Going to the source: Students study how much methane comes from streams
Methane—a powerful greenhouse gas that warms the planet by acting like a molecular blanket—seeps into the atmosphere from freshwater rivers and streams. This summer, a Furman research team wants to know how methane ended up in the streams around the university in the first place.

Max Ferrier ’25 takes water samples from local streams to measure methane levels. Photo by Nathan Gray, Furman University.
Max Ferrier ’25 and Christian Anderson ’26, both in the Department of Earth, Environmental, and Sustainability Sciences, are working with Brannon Andersen, Ph.D, the Rose J. Forgione Professor in that department, to determine if groundwater could be the source.
The team is analyzing samples taken from wells installed in Little Creek, which flows through the forest behind Daniel Chapel. They want to know if the groundwater contains higher concentrations of methane than the Reedy River that it flows into.
“If the groundwater has higher methane than the streams and it’s discharging into the stream, then groundwater can be a source of methane to the streams here,” said Andersen.
For more than 25 years, Andersen has studied how human transformation of landscape affects carbon and nitrogen cycling in rivers, streams, wetland and soils. He turned his attention to methane in recent years as external scientific reports increasingly pointed to rivers as contributors to its release into the atmosphere.
Andersen began to monitor methane in previous undergraduate research projects that discovered high concentrations in rivers in the South Carolina Piedmont region. Methane enters the atmosphere when it becomes overpressured in a river, similar to the way that bubbles leave a can of soda that has been popped open, he said.
“We’ve known for a long time that landfills, cattle, rice paddies and oil and gas wells are producers of methane, but rivers have been vastly understudied as a natural source of methane,” he said.
Methane is the second-most abundant greenhouse gas after carbon dioxide, accounting for about 16 percent of global emissions, but is 28 times as potent as carbon dioxide at trapping heat, according to the U.S. Environmental Protection Agency. Concentrations of methane in the atmosphere have more than doubled in the last two centuries, according to the agency.
In the South Carolina Piedmont region, Andersen is working to compare methane concentrations in rivers at different altitudes and in both rural and urban areas to better understand origin of and controls over methane in a temperate river system.
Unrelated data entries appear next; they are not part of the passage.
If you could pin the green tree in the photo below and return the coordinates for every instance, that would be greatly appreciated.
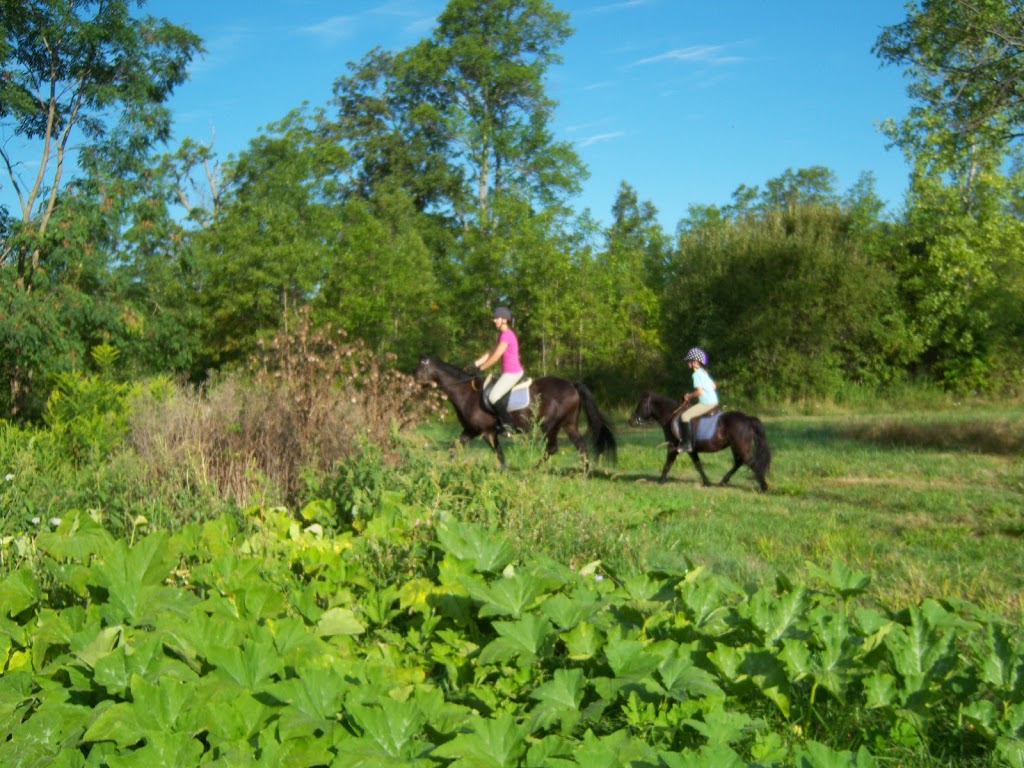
(380, 285)
(81, 104)
(269, 250)
(626, 322)
(792, 302)
(961, 261)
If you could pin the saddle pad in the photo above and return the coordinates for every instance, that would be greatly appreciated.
(706, 426)
(519, 398)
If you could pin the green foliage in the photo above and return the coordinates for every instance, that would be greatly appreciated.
(271, 640)
(790, 302)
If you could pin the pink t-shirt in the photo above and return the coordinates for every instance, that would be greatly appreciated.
(510, 359)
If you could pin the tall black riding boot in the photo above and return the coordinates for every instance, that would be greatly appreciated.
(505, 426)
(683, 432)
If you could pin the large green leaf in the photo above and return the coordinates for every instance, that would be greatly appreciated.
(584, 642)
(487, 743)
(339, 622)
(775, 615)
(522, 639)
(488, 551)
(251, 666)
(392, 734)
(506, 596)
(558, 700)
(18, 591)
(162, 750)
(78, 538)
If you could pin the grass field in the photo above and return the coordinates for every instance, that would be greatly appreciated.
(929, 504)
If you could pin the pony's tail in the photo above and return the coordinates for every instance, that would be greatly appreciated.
(600, 435)
(762, 454)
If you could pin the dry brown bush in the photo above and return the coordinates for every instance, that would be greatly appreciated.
(307, 400)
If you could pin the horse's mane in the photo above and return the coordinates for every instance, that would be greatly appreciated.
(448, 367)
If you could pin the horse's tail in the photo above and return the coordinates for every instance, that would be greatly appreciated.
(600, 434)
(761, 459)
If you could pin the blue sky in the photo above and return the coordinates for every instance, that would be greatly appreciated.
(683, 99)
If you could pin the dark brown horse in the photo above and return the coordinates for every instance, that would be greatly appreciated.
(744, 434)
(555, 403)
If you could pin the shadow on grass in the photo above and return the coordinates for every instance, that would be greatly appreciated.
(999, 438)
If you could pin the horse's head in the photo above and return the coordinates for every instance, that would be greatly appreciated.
(426, 372)
(643, 412)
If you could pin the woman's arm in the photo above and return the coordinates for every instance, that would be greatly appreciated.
(493, 356)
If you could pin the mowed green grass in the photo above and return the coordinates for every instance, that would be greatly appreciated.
(929, 504)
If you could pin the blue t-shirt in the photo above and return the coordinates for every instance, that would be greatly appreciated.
(707, 386)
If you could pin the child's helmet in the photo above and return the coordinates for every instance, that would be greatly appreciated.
(696, 353)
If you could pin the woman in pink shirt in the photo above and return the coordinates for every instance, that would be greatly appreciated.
(506, 350)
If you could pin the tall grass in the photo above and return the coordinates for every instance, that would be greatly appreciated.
(929, 503)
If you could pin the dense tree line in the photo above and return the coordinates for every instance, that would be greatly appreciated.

“Since the methane is natural, this is not a situation where mitigation strategies can lower methane oversaturation,” he said. “The larger goal is to better understand the magnitude of methane emissions from rivers (which currently has large uncertainty), along with the origin of that methane.”
In 2017, he and his team built an instrument for quantitative methane analysis using a 1983 Hewlett Packard machine discarded by the chemistry department. Ferrier and Anderson are using the instrument to analyze samples this summer and will present their findings at a professional conference next spring, said Andersen.
“This research is important because methane emissions are increasing worldwide, and it is a potent greenhouse gas,” said Ferrier. “Streams and rivers are large sources of these emissions, with not much knowledge out there about the specific sources of methane within streams.”
Ferrier said that his undergraduate research thesis will be focused on the methane work, and that he could see himself working on similar types of sustainability issues throughout his career.
Anderson said that the summer research project has helped him to learn “how to think critically about the results that I am getting and apply new knowledge to previous knowledge. I am interested in pursuing a career in environmental science, so doing research with the department allows me to better understand what a career in this field would entail.”